I think the major underlying theme of this film is a sense of duty, expectation, and shame. The first portion takes place in 1968 during the Olympics when they were hosted in Mexico, and there's a sense of national disappointment that Japan is not the host country, which is compounded when a runner representing Japan injures himself and subsequently commits suicide. His long goodbye letter is read aloud in full and it's brutal, hashing out his feelings of inadequacy, of his perceived failure to every person in his family. Towards the end of the film, the main character, as his crisis of self-doubt comes to a head, composes a resignation letter to the police department he worked for, and this letter is read out in full in a direct parallel to the suicide letter at the beginning. Although he remains living, the sense of sundering from what one is expected to do that he expresses in his resignation letter feels tantamount to a kind of suicide. Again, although this is never directly expressed, the character's feelings of not living up to what he's expected to do are a weight that builds through the whole film. It comes out once or twice in scenes where he gets into random fights; useless, unmotivated scraps that reveal the tip of the iceberg of his personal turmoil.

There's just a kind of "cut and run" mentality here: The self-imposed idea that if you feel you've screwed something up beyond fixing, or if you believe you're unworthy or unable to carry something out, you have no choice other than to abandon it and never look back. This comes up multiple times, from the opening scene where the main character leaves behind his wife and child to the entire second act which is him trying to put his past behind him and become someone else, someone he's comfortable being - but of course, it's not that easy to forget.

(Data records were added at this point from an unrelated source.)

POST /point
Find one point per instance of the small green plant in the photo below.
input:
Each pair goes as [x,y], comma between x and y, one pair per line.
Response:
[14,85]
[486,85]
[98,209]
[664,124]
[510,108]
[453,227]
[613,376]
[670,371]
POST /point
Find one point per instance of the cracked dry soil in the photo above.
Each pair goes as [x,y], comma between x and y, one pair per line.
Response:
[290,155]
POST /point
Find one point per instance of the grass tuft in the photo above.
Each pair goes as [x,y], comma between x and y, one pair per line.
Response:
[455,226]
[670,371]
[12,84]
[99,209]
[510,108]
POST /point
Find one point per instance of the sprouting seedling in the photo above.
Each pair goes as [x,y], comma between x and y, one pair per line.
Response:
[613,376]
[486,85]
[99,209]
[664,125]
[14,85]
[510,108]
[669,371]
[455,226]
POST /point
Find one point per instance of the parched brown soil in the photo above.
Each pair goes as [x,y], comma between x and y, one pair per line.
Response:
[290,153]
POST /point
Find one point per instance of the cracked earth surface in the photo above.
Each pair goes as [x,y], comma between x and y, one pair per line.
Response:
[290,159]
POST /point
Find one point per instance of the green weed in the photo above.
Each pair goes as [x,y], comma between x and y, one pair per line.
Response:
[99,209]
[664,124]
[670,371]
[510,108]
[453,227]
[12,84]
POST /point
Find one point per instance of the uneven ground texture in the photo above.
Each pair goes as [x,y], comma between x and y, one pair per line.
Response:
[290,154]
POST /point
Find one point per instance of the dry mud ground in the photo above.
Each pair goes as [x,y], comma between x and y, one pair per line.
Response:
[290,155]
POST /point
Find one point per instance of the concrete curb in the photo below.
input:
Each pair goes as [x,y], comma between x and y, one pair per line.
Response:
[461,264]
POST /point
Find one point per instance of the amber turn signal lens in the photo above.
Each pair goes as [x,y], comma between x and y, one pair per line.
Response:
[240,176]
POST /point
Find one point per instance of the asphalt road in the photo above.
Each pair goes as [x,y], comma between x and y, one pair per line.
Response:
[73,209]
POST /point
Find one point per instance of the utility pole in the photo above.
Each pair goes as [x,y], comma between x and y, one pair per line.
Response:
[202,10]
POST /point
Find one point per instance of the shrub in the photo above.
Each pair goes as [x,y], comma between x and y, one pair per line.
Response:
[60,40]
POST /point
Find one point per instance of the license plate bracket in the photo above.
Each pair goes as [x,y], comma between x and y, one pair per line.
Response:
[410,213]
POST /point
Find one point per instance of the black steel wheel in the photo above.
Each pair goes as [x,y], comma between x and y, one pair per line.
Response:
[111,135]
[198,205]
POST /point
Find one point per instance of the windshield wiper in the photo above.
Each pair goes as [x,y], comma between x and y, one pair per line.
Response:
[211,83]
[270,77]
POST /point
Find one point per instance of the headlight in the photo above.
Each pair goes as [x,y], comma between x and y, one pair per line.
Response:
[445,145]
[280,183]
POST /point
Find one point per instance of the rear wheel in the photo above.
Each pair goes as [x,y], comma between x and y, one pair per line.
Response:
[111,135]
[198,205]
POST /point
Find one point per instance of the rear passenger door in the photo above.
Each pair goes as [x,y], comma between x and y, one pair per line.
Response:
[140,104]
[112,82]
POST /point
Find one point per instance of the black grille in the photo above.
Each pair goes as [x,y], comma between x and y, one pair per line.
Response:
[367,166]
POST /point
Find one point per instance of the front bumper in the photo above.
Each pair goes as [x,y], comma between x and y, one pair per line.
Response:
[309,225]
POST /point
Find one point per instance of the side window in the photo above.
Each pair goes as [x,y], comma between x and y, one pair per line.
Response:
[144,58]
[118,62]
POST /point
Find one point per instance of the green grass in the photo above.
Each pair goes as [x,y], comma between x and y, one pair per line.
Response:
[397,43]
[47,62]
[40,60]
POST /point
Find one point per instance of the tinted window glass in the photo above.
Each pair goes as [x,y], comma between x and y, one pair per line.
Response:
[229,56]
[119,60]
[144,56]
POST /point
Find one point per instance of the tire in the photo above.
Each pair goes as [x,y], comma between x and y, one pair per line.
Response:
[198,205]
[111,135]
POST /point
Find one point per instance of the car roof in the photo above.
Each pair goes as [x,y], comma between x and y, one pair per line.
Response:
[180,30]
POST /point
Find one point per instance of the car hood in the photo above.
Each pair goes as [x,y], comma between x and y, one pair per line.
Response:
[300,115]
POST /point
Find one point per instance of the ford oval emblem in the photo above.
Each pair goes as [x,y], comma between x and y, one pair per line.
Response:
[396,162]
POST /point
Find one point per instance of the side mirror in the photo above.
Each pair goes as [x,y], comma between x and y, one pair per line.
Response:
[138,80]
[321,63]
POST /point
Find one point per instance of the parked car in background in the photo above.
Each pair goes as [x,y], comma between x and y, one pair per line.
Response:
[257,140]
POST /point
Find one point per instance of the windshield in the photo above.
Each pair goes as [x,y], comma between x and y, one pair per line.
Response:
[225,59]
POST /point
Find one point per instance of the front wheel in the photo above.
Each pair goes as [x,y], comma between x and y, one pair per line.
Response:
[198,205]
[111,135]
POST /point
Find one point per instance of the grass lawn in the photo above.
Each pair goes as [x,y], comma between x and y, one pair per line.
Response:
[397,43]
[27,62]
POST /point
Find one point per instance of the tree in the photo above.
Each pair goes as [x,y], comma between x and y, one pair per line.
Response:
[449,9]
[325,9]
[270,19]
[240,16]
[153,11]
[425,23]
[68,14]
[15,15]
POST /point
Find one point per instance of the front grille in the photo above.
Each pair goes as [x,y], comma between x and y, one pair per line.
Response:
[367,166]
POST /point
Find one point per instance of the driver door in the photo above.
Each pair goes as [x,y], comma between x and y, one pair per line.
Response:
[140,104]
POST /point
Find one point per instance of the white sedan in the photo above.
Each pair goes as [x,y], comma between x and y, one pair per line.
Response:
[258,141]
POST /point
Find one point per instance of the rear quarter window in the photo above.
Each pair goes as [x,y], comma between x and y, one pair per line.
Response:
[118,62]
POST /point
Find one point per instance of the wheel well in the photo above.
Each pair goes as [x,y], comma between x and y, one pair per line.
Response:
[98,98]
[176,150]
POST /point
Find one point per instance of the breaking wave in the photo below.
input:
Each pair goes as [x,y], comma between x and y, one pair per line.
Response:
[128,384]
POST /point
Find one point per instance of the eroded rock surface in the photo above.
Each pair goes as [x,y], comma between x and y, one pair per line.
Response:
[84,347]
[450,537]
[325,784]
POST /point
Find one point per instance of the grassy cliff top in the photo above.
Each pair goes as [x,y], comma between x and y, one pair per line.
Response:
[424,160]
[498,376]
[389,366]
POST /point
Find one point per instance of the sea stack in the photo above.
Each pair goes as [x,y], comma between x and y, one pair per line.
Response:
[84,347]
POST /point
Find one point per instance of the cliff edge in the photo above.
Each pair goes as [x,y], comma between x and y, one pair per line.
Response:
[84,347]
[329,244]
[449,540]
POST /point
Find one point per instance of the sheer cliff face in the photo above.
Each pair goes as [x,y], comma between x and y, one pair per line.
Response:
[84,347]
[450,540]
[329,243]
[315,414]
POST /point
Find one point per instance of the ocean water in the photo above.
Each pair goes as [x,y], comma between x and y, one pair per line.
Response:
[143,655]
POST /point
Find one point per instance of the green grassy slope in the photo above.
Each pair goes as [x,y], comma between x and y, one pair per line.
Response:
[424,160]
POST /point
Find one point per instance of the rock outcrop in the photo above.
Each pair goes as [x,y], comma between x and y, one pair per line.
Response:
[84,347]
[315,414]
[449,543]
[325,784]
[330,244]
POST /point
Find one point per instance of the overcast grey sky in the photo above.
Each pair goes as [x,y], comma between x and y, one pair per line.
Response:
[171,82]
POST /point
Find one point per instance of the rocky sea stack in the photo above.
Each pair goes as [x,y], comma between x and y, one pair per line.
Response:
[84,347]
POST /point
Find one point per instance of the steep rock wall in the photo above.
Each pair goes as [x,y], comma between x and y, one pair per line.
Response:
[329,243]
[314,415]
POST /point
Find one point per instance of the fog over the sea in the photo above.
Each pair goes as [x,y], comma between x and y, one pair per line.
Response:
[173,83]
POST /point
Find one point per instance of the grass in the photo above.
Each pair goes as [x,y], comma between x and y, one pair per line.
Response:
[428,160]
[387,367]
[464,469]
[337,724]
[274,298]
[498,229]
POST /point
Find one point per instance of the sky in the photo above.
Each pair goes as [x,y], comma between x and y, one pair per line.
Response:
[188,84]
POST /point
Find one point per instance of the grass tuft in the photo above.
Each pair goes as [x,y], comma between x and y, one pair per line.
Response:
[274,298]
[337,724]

It is absolutely wild to me that this was made in 1981. It was doing my head in to look at some of the actors and think "If they're 40 here, they're in their 80s today". I hate that I'm saying this about a movie from the 80s, because it still feels like that was about twenty years ago at most, but this really goes to show that if a movie is good, it's good forever. The cinematography is so simple but it feels like so much - the deep snowdrifts dwarfing the human characters, the liminality of a bar with only two people in it late at night, people going about their daily business along the tracks that life has set them on. It's overwhelmingly real sometimes.

And the writing and acting are both such that the characters feel real as well - I don't feel like I have the best perspective on the strength of the script, because I only know a very tiny bit of Japanese and was watching this with subtitles, but I could still tell that every actor put in a near-perfect performance. Chieko Baisho, who plays the bar owner that the main character becomes involved with, somehow managed to capture the feeling of just... looking at somebody else, of seeing someone and talking to them and getting the sense that this is a person who has an entire inner life, who has songs that make them cry, who enjoys particular foods, who has lived and carries experiences with them that make them simultaneously more human but also completely alien, because no one can truly read another person. I know that this is all fictional, that the characters only exist as lines on a page, but the way they're brought to life and the way each person works to compliment and create the overall atmosphere of this film blew me away. You can impart a true and real message through a story that is fictional. Fiction is made up of broken pieces of reality.

I will stop talking about this now, because there's not much more I can say about how this made me feel. This is just one of those things that makes me feel the joy of film as art, storytelling as art. It's just... it just made me feel. If you can interact with and respond to a movie like this, if you can find something that really hits you, it's a very singular feeling. God, this was just so good. I apologize if I seem hyperbolic but it is important to me to be earnest about things that I like.